Maschineller Milchentzug

Auch bei ordnungsgemäß funktionierenden Melkmaschinen führt der maschinelle Milchentzug zu einer erheblichen mechanischen Belastung aller anatomischen Zitzenanteile. Dies ist in den noch ungelösten technischen Problemen auch bei den heute gebräuchlichen Melkmaschinen begründet. Hierzu gehört u.a. die Entstehung von Vakuumschwankungen durch nicht exakt verschließbare Zitzengummis in den Melkbechern. So findet beispielweise beim Pulszyklus, der aus einer Saug- und einer Entlastungsphase (Auf- und Abbau des Betriebsvakuums) besteht, in der sog. „Entlastungsphase“ tatsächlich gar kein Vakuumabfall sondern der Aufbau eines Zitzenvakuums durch im Schlauchsystem hin- und herpendelnde Milchpfropfen statt!
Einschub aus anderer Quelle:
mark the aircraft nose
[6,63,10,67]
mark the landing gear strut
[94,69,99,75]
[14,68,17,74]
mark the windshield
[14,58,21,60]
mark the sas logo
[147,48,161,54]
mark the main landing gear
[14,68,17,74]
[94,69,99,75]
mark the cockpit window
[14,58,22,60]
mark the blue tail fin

Es liegt in diesem zu unrecht als „Entlastungsphase“ bezeichneten Abschnitt des Pulszyklus die Vakuumhöhe sogar über dem Wert des Betriebsvakuums und belastet die Zitze noch mehr als der eigentliche Saugakt!

Zu diesen an sich schon nicht hinnehmbaren Belastungen für die Zitzen der Kuh gesellen sich leider noch die vielen vermeidbaren technischen Fehlfunktionen von Melkmaschinen, wie sei bei Überprüfungen von Melkanlagen immer wieder vorgefunden werden.

So entstehen an den Zitzen allein durch den maschinellen Milchentzug:

  • Störungen der Blutzirkulation
  • Entzündungen der Zitzenschleimhaut oder der gesamten Zitze
  • Entzündungen der Milchgänge
  • Blutmelken
  • Hyperkeratosen
  • Ausstülpung der Zitzenschleimhaut aus dem Strichkanal
  • Zirkulärwunden an der Zitzenbasis
  • Strichkanalverletzungen
  • Nekrosen (Gewebstod) an der Zitzenspitze

Der Landwirt versucht nicht selten selber die sogenannte „Hartmelkigkeit“ durch Manipulation mit diversen Gegenständen wie Federkielen, Haarnadeln etc. in der Zitze zu „therapieren“, was oft erst recht zu weiteren Schäden an den Zitzen führt. Erweist sich eine Zitze durch oben beschriebene Schäden als melktechnisch untauglich, so wird das Tier meist geschlachtet.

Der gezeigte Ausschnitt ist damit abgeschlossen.